Der Beklagte und Beschwerdegegner (das Finanzamt —FA—) folgte dem nicht und erließ einen Gewinnfeststellungsbescheid, in dem es für den Komplementär einen aus der Auflösung von Rückstellungen resultierenden laufenden Gewinn in Höhe von 4 770 DM und für die beiden anderen Gesellschafter, also auch die Klägerin, ein Jahresergebnis von 0 DM feststellte.
Die hiergegen nach erfolglosem Einspruch erhobene Klage hatte keinen Erfolg.

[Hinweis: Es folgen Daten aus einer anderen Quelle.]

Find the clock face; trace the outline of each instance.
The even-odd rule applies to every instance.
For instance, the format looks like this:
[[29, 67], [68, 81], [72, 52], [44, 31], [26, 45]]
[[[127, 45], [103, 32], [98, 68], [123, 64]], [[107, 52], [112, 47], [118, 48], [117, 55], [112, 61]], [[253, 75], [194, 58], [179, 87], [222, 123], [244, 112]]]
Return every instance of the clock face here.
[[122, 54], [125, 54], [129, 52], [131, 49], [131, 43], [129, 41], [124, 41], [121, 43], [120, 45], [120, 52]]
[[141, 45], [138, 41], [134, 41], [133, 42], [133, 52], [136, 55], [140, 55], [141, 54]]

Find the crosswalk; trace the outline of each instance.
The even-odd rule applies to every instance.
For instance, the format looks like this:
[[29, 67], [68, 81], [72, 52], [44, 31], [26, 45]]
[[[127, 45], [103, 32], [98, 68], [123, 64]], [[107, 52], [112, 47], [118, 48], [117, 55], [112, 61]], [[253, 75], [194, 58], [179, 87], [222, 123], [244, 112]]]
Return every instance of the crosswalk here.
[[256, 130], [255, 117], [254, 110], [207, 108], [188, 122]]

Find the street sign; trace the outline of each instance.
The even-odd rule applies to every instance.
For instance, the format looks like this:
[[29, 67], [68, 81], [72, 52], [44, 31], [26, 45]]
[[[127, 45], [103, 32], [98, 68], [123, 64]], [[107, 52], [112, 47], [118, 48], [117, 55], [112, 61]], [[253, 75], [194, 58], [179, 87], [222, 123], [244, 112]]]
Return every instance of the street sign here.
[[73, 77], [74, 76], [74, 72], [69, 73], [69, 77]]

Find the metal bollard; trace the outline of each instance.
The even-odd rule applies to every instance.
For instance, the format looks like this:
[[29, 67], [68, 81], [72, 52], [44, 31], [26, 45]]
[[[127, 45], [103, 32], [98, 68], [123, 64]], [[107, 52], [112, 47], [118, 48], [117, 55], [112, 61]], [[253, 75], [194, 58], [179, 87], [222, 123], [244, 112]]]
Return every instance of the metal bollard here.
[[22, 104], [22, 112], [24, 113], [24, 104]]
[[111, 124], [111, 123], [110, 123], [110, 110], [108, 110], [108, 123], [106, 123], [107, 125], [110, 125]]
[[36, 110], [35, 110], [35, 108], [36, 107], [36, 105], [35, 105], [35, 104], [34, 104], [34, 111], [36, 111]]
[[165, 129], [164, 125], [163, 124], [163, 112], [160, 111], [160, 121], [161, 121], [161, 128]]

Die gegen die Nichtzulassung der Revision eingelegte Beschwerde ist wenn nicht unzulässig, so doch jedenfalls unbegründet.
1. Abweichung vom Senats-Urteil vom IV R 36/02 (BFHE 202, 395, BStBl II 2003, 871)
Die Abweichung ist nicht in zulässiger Weise dargetan und —offenkundig— nicht gegeben.
Insbesondere betrifft die Äußerung des Senats unter III.1.a der Urteilsgründe entgegen der Darstellung in der Beschwerdebegründung nicht die Frage, wann der Verlust eines Gesellschafterdarlehens realisiert ist, sondern lediglich die Frage, wie lange Bücher zu führen und Jahresabschlüsse zu erstellen sind. Dagegen führt das Senatsurteil unter III.2.d bis i ausdrücklich aus, dass ein Verlust aus dem Wertloswerden einer dem Gesellschafter gegenüber der KG zustehenden Forderung dann realisiert ist, wenn die Mitunternehmerschaft —beispielsweise durch Veräußerung aller wesentlichen Betriebsgrundlagen— beendet wird. Von dieser Auffassung ist erkennbar auch das Finanzgericht (FG) ausgegangen.
2. Verfahrensmängel
a) Verletzung der Sachaufklärungspflicht
Eine Verletzung der Sachaufklärungspflicht seitens des FG ist nicht in zulässiger Weise dargetan.
Bei der Prüfung, ob ein Verfahrensmangel vorliegt, ist vom materiell-rechtlichen Standpunkt des FG auszugehen (ständige Rechtsprechung, vgl. z.B. , BFHE 119, 274, BStBl II 1976, 621; Gräber/Ruban, Finanzgerichtsordnung, 5. Aufl., § 120 Rz. 68, m.w.N.).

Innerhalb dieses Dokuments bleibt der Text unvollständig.